The human brain is amazing. You can look at a hand and immediately develop a move strategy, determine what the best choice of trumps is, and how many points you are likely to win. Programming doesn’t work that way though. I thought long and hard about how to equate the types of decisions you make to mathematical functions. The solution was to have a set of bonuses and penalties for each suit category. Have a lot of tiles that share the same suit? The hand gets a trump bonus for that type of suit. Missing the 5:5 but have a lot of 5s? Then you get a huge penalty in the 5s as trumps category. After all the penalties and bonuses are added together, the computer takes the highest score and decides what the maximum bid its willing to make.
"I'll make a wish that can't backfire. I wish for a turkey sandwich, on rye bread, with lettuce and mustard, and, AND I don't want any zombie turkeys…I don't want to turn into a turkey myself, and I don't want any other weird surprises. You got it?" Source|
The basis behind the AI code is fairly simple…
1. Am I the winning bidder?
a. If so, do I have any trumps?
i. Do my opponents have any trumps?
1. Is my high trump higher than my opponents?
a. If yes, play high trump
b.

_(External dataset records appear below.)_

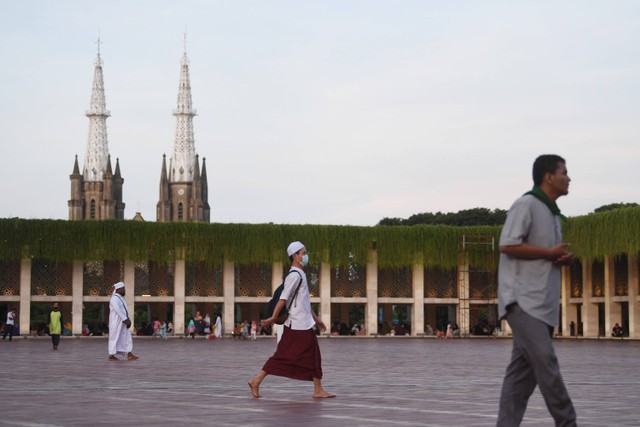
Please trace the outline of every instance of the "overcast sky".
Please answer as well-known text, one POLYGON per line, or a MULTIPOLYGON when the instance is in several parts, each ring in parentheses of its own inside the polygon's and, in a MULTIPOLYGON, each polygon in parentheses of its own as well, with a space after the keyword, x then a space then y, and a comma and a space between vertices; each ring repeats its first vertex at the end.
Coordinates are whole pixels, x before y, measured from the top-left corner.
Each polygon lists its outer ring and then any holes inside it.
POLYGON ((212 222, 640 202, 637 1, 2 1, 0 217, 67 219, 98 35, 125 218, 155 221, 183 33, 212 222))

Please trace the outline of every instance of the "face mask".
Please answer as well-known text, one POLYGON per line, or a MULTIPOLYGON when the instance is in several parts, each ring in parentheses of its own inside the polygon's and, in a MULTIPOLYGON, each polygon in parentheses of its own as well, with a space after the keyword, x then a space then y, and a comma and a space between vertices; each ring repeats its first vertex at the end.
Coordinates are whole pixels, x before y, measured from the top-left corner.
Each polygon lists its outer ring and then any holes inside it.
POLYGON ((300 261, 300 264, 302 264, 302 266, 306 266, 307 264, 309 264, 309 255, 302 255, 302 260, 300 261))

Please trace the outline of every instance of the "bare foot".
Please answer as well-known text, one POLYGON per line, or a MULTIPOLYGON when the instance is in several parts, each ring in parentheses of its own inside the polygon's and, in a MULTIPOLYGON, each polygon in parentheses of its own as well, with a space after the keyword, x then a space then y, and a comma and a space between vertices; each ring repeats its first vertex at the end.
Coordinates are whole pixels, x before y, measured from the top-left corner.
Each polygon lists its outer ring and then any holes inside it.
POLYGON ((314 391, 313 392, 313 398, 314 399, 329 399, 332 397, 336 397, 335 394, 333 393, 329 393, 328 391, 322 390, 322 391, 314 391))
POLYGON ((249 381, 249 388, 251 389, 251 395, 255 398, 255 399, 260 399, 262 396, 260 396, 260 386, 259 385, 254 385, 253 381, 249 381))
POLYGON ((120 359, 118 359, 118 358, 117 358, 117 357, 115 357, 115 356, 109 356, 109 358, 108 358, 107 360, 108 360, 109 362, 117 362, 117 361, 118 361, 118 360, 120 360, 120 359))
POLYGON ((139 358, 138 356, 136 356, 135 354, 133 354, 133 353, 129 353, 129 354, 127 355, 127 359, 128 359, 128 360, 138 360, 138 359, 140 359, 140 358, 139 358))

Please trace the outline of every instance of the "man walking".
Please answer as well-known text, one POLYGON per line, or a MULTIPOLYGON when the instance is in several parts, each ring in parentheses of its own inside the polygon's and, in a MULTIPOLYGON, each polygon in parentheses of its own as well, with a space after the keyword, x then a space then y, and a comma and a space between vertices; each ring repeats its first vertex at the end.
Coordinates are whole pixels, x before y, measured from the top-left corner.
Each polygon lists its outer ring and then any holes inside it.
POLYGON ((116 357, 118 353, 126 354, 128 360, 138 359, 138 356, 131 352, 133 339, 129 331, 131 320, 124 300, 125 294, 124 283, 118 282, 113 285, 113 295, 109 302, 109 361, 119 360, 116 357))
POLYGON ((277 313, 287 305, 289 317, 284 322, 282 340, 278 343, 276 352, 262 370, 251 381, 249 388, 254 398, 260 396, 260 383, 271 375, 292 378, 296 380, 313 381, 313 397, 328 398, 335 394, 327 392, 322 387, 322 360, 320 346, 314 326, 326 331, 327 327, 311 309, 307 275, 303 268, 309 263, 309 255, 304 245, 293 242, 287 248, 287 255, 291 260, 291 270, 284 281, 284 289, 280 301, 276 304, 270 318, 262 320, 262 326, 274 323, 277 313))
POLYGON ((562 157, 533 164, 533 190, 511 206, 500 235, 499 316, 513 331, 513 350, 500 396, 499 427, 522 422, 536 385, 556 426, 576 426, 576 413, 551 342, 558 324, 561 271, 573 254, 562 242, 555 201, 569 193, 562 157))
POLYGON ((4 324, 4 333, 2 339, 4 340, 9 335, 9 341, 13 340, 13 328, 16 326, 16 309, 12 308, 7 313, 7 323, 4 324))
POLYGON ((60 334, 62 334, 62 313, 60 313, 60 306, 56 302, 53 304, 53 310, 49 313, 49 335, 51 335, 54 350, 57 350, 58 344, 60 344, 60 334))

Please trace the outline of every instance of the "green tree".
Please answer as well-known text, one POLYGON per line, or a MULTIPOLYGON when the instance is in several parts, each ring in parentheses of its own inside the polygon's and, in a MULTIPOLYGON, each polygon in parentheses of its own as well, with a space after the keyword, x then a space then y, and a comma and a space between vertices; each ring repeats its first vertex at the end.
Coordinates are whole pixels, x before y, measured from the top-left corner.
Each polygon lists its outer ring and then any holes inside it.
POLYGON ((504 209, 473 208, 463 209, 458 212, 423 212, 411 215, 407 219, 383 218, 378 225, 455 225, 455 226, 475 226, 475 225, 501 225, 507 217, 504 209))
POLYGON ((614 209, 619 209, 619 208, 633 208, 638 206, 637 203, 609 203, 608 205, 602 205, 599 208, 596 208, 594 210, 594 212, 607 212, 607 211, 612 211, 614 209))

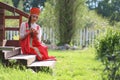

If no, play low trump to pull out higher one, play tiles that have a good chance of not having opponent trump in, or punt to partner.
ii. If my opponents are out of trumps, lead with a non-trump tile
1. Is my high tile higher than my opponents?
a. If yes, play high tile
b. If no, punt to partner.
b. If I’m out of trumps, lead with a non-trump tile
1. Is my high tile higher than my opponents?
a. If yes, play high tile
b. If no, punt to partner.
2. If I’m not the winning bidder…
a. Is my high tile higher than my opponents?
i. If yes, play high tile
ii. If no, punt to partner.
That’s a simplified version of the thought process of the AI. The punt algorithm looks to see if there is a safe off-tile to punt with and prefers to use it. This code is still a little too linear for my tastes and I would like to improve it with future releases. I’ve found that there are occasions where it doesn’t find anything it likes which usually results in a ridiculously bad play like in the picture above. Eliminating this type of WTF move has been my #1 focus. When the code works correctly, I think it does a rather good job. When it doesn’t though, it can make hilariously bad moves.
One thing I can say through this process is that I have a tremendous amount of respect for Curtis Cameron (developer of Win42). The amount of work he put into making his program the gold standard of Texas 42 games is staggering. I’m not sure why he never got into the smart phone app business, but I’m certainly willing to fill the void. This is going to be an ongoing project for me. The first step will be developing the AI for nello game play. Then I’ll need to decide if I want to start learning android programming, or start working on multiplayer. Both will happen eventually. In the meantime, I hope everyone enjoys the straight 42 game I’ve developed so far.